I find two good digital sources through an ornithology database, as well as a handbook about birds.
After consulting and citing all three, I write, YES, THEY DO.
THEY ALSO EAT LEAVES, BUDS, AND FLOWERS.
IF YOU HAVE ANY FOLLOW-UP QUESTIONS, PLEASE FEEL FREE TO REACH OUT TO US AGAIN. WE ARE HAPPY TO HELP.
While researching this answer, I found a photo of a sage grouse. He has plumes around his neck that look like a fur scarf, and feathers growing from his shoulders in a style that reminds me of the coat Joy wore on our first date.
We went to a Mexican restaurant. Joy chatted with the waitress while she led us to our table. They were laughing. They interacted with this comfortable familiarity, like old friends. When the waitress left us to look at our menus, I asked Joy if they knew each other. She said no, they just met.
Joy speaks to strangers with the same candor she has with her friends. Customer service representatives always lose their fake, formal tone when they talk to her. They use their real voices.
I remember glancing at her across our table that night.
The lighting was soft and reddish. Her plumy, ostentatious coat was hanging off the back of her chair.
There were chips and salsa in front of us, and she ate them with no reservation.
Her hand dipped in and out of the basket. Crumbs fell on her shirt.
I was the type of person who counted how many chips I ate to make sure I wasn’t taking too many or eating faster than my date.
I neurotically dabbed my face with my napkin and covered my mouth when I chewed.
I spent the majority of my time on first dates attempting to follow an unspoken social script.
Ask them questions. Don’t talk too much.
Offer to pay. I ate for the performance of eating.
I spoke for the performance of conversation.
Joy and I had only interacted briefly prior to this dinner.
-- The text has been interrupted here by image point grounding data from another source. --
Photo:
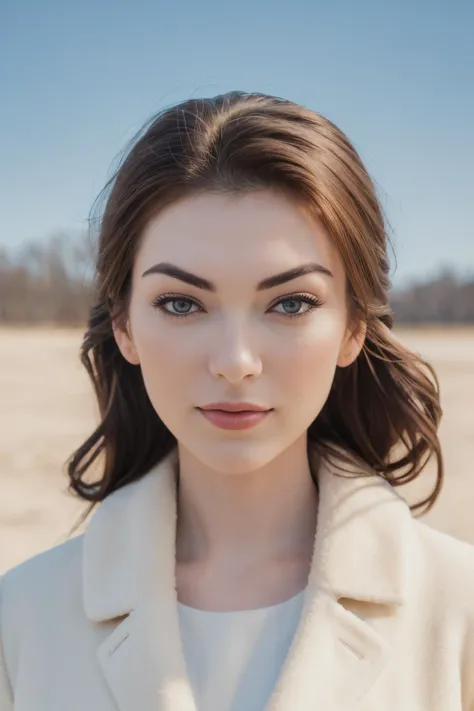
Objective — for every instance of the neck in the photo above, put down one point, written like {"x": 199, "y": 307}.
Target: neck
{"x": 260, "y": 517}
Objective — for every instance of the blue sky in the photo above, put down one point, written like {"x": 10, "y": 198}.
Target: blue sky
{"x": 78, "y": 79}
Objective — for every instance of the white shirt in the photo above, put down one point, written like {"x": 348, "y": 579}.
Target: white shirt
{"x": 233, "y": 658}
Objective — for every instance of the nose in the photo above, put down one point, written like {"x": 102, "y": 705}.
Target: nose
{"x": 233, "y": 355}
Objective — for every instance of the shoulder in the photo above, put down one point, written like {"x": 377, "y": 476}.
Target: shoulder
{"x": 45, "y": 567}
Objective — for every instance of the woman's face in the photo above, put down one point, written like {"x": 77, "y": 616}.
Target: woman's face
{"x": 223, "y": 335}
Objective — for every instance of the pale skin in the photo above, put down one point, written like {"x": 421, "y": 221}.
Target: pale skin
{"x": 247, "y": 505}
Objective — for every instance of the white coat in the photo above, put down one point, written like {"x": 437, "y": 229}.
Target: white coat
{"x": 387, "y": 621}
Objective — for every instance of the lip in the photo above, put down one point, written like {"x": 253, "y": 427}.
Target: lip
{"x": 234, "y": 420}
{"x": 235, "y": 407}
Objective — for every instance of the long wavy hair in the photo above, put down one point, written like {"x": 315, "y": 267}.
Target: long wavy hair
{"x": 383, "y": 409}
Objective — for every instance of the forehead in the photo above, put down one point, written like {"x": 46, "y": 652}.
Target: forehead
{"x": 250, "y": 235}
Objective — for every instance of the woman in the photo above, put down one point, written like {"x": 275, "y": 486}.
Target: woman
{"x": 251, "y": 551}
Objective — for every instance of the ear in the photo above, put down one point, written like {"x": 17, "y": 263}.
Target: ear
{"x": 124, "y": 339}
{"x": 352, "y": 344}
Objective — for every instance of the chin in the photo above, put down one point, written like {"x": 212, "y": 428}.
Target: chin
{"x": 237, "y": 457}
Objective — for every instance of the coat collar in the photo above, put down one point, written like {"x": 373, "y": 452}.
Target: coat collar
{"x": 361, "y": 552}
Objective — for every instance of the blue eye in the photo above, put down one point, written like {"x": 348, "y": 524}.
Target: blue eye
{"x": 182, "y": 305}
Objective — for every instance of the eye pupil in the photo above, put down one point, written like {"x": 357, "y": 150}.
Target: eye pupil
{"x": 296, "y": 304}
{"x": 179, "y": 303}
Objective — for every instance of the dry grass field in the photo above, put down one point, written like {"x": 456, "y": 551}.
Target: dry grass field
{"x": 47, "y": 409}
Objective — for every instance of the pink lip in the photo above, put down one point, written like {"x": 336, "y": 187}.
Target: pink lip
{"x": 237, "y": 420}
{"x": 235, "y": 407}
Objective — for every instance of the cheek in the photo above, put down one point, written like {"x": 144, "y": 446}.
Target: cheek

I didn’t really know her yet. I felt apprehensive about going out with her, and almost canceled.
I thought of first dates like job interviews.
They were exhausting. I prepared prior to the date like I would for a test. I primed topics we could chat about and practiced my phony laugh.
When Joy laughs, her chin juts into her neck, and she makes this throaty, choking sound. She doesn’t restrain it. It reminds me of a baby’s laugh. It’s her natural, unpolished bodily reaction. It’s never been refined by insecurity. It’s this raw, precious laugh.
I felt disarmed by her. She exuded this unguarded authenticity.
I found her refreshing and endearing. I still find her that way.
It’s never a performance for her. If she likes something, she says, “I like this.” If she’s worried about something, she says, “I’m worried.
” She smiles when she’s happy, and she frowns when she’s sad.
She wears whatever clothes she wants, regardless of what’s in style, and she says what she thinks.
There’s no artifice. She’s an honest person.
I felt a weight lift in her presence. We didn’t discuss any of the topics I prepped, and I never used my phony laugh. I watched her eat tortilla chips, listened to her chortle like a baby playing peekaboo, and fell in love.